In terms of art, the Heian age witnessed the formation of the Yamato-e or the Japanese style, which is different from the Kara-e or the Chinese style. This Yamato-e is what later became the basic elements of Japanese painting. This is a development of the imported Chinese elements. 

In terms of literacy, the Heian age saw the development of the Japanese transcription from the previously borrowed Chinese transcription. This is related to the acceptance of the Japanese language in the official setting. Prior to this period, the language used for official and literary purposes had been Chinese although on daily basis the Japanese language had always been used.

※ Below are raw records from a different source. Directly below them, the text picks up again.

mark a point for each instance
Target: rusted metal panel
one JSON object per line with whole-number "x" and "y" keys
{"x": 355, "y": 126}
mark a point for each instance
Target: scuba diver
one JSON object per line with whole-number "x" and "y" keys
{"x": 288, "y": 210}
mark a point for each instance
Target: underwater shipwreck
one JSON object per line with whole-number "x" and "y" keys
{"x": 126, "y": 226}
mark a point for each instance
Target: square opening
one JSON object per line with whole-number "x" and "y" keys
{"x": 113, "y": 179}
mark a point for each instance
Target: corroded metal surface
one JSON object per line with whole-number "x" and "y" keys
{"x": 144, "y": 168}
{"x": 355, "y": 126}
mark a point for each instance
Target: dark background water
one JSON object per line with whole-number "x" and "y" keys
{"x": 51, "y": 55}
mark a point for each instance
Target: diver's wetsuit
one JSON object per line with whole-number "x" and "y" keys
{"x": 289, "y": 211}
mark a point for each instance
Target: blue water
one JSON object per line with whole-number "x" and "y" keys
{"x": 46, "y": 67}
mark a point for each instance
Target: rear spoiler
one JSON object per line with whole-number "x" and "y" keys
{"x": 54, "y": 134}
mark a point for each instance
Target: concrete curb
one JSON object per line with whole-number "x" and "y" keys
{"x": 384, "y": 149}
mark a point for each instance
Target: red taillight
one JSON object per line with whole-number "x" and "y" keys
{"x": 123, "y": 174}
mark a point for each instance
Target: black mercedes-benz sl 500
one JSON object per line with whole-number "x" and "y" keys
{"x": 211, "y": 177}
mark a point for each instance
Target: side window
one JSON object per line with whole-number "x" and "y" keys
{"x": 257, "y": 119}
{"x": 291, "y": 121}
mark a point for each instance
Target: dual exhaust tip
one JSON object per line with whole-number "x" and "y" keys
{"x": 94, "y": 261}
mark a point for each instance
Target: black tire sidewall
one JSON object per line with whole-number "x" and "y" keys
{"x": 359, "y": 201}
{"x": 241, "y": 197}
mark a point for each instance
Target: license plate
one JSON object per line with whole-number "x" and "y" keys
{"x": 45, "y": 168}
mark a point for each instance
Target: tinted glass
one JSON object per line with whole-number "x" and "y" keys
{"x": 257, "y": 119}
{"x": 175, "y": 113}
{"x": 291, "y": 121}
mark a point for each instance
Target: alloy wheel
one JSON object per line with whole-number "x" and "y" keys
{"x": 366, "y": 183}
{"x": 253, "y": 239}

This is somewhat similar to what happened during the Medieval Europe, in which Latin was used for official and literary purposes and vernaculars were used in spoken contexts (that’s why, Dante was exceptional because he wrote in his vernacular–Italian!–and successfully at that). In the Heian period, the Japanese language was used in writing by women in writing prose fiction (known as monogatari), which was considered lower in value relative to the Chinese poetry, and in the writing of diary (known as nikki), which became popular at that time and later became two important authentic Japanese literary works from this age. 

The last major difference that I’d like to discuss here is in terms of governance. If during the Nara period the imperial power used the equal tax system imported from China (in which the ruler gave equal amount of land properties to whoever they wanted to give and then levied equal taxes for them), the Heian period saw the application of what is known as the “fixed tax quota” (in which the ruler decided how much taxes each person had to pay). The “fixed tax quota” was a new development that the ruler made because Japan was different from the Tang China; the quality of land that peasants had were not equal and thus it was impossible to levy the equal taxes to all peasants. This new system was proven problematic and eventually led to the surge of the aristocracy’s power, including the power of the shoguns. This new system gave way to the rise of the generals or shoguns, who would take over the power in the 1185. 

Basically, those are the major differences between the Nara Period and the Heian Period, although in both periods the influence of the Chinese was equally powerful.